Inilah bentuk bencana dari intervensi akibat utang yang membahayakan keadaan negara. Semakin banyak utang, termasuk utang negara berbasis obligasi yang berbasis pasar. Karena apa bedanya utang luar negeri dari lembaga/negara donor dan utang dari pasar dalam bentuk obligasi. Hasilnya sama-sama terjajah, yang satu terajajah oleh lembaga donor, yang satu terjajah oleh pasar. Karena pasar yang mengambil bond ini tentunya adalah kapitalis yang memiliki kehendak mereka sendiri, bisa jadi tidak peduli apakah hal itu akan membawa bencana kepada negara yang mengeluarkan obligasi.

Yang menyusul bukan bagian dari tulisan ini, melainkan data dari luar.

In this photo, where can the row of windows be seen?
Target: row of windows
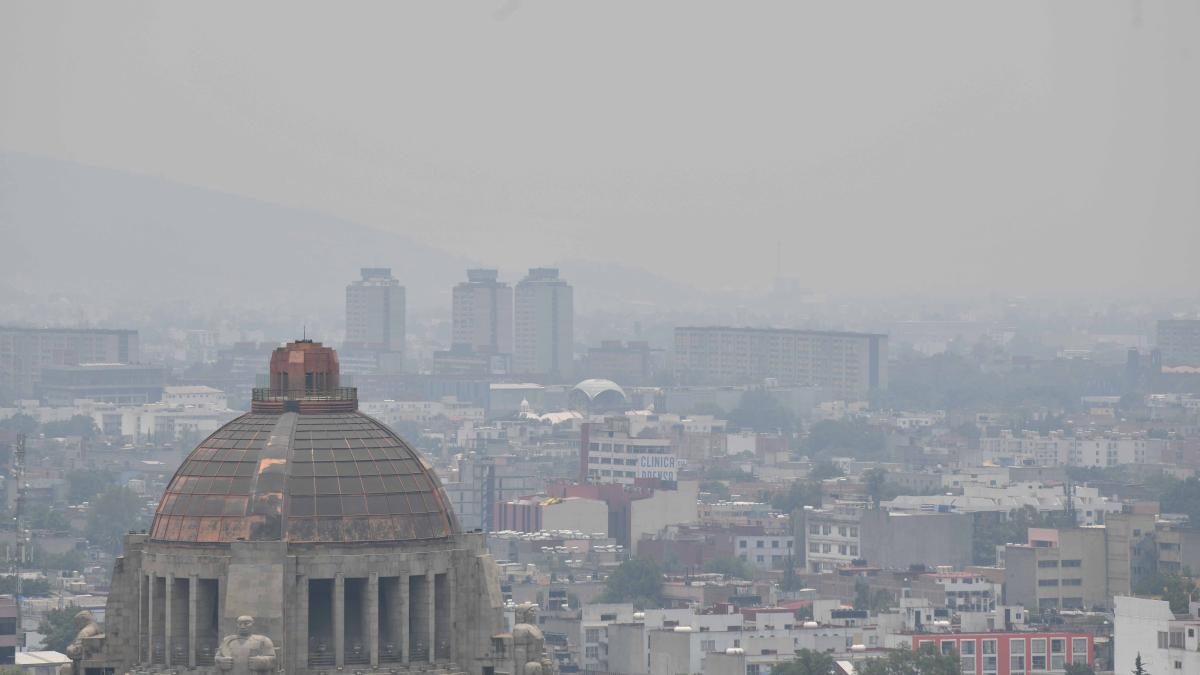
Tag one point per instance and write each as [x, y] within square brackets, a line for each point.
[843, 549]
[843, 530]
[762, 544]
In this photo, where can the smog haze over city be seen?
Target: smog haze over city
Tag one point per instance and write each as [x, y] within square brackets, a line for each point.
[883, 317]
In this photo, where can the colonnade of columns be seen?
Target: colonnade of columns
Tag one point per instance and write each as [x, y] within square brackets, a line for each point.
[376, 619]
[405, 619]
[179, 620]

Sehingga dalam sudut pandang penanganan bencana, sesungguhnya langkah penerbitan pandemic bond yang sedang dimatangkan ini justru ibarat menabur bencana di atas bencana. Krisis wabah Covid-19 yang sudah membuat susah masyarakat ini akan dilengkapi dengan bencana lonjakan utang negara. Sebagai umat yang sedang mengalami wabah yang bisa jadi ini adalah peringatan dari Dzat Yang Maha Kuasa, Allah ‘azza wa jalla sudah seharusnya kita justru semakin mendekatkan diri kepada Allah, menjauhi segala bentuk kemaksiatan, terutama kemaksiatan kebijakan publik berupa utang riba pembawa bencana yang berkonsekuensi besar dalam kehidupan bermasyarakat.

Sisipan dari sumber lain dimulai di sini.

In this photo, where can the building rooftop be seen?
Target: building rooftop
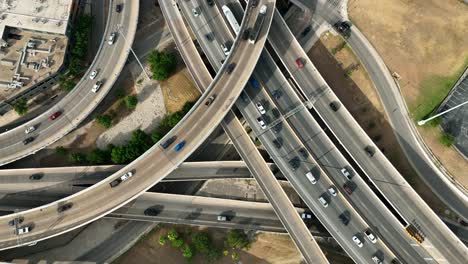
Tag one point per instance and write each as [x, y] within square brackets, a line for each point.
[37, 15]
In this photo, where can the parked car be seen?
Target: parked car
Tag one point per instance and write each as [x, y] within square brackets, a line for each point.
[261, 122]
[179, 146]
[36, 176]
[93, 74]
[55, 115]
[96, 86]
[64, 207]
[299, 63]
[210, 100]
[30, 129]
[370, 236]
[357, 241]
[168, 142]
[28, 140]
[260, 108]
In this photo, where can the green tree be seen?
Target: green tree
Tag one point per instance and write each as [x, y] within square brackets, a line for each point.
[98, 156]
[162, 240]
[21, 106]
[188, 252]
[131, 101]
[237, 239]
[177, 243]
[77, 157]
[62, 151]
[104, 120]
[162, 64]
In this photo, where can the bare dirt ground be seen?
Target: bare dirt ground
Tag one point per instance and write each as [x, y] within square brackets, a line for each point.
[358, 94]
[423, 41]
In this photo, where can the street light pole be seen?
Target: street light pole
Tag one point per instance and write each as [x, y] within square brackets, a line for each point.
[133, 52]
[422, 122]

Hanya dengan itulah kita berharap pada Allah ‘azza wa jalla untuk berkenan mengulurkan pertolongan-Nya, mengangkat wabah Covid-19 ini dan kemudian menurunkan keberkahan bagi negeri ini yang mau menjalankan hukum-hukum-Nya.

وَلَوْ أَنَّ أَهْلَ الْقُرَى آمَنُواْ وَاتَّقَواْ لَفَتَحْنَا عَلَيْهِم بَرَكَاتٍ مِّنَ السَّمَاءِ وَالأَرْضِ وَلَـكِن كَذَّبُواْ فَأَخَذْنَاهُم بِمَا كَانُواْ يَكْسِبُونَ

“Jikalau sekiranya penduduk negeri-negeri tersebut beriman dan bertaqwa, pastilah Kami akan melimpahkan kepada mereka berkah dari langit dan bumi, tetapi mereka mendustakan (ayat-ayat Kami) itu, maka Kami siksa mereka disebabkan perbuatannya.” (QS: Al-A’raf [7]: 96).

Wallahu a’lam.

*) Perhimpunan Intelektual Muslim Indonesia Cabang Bandung, Ph.D. Candidate, Kulliyah of Economics, International Islamic University Malaysia.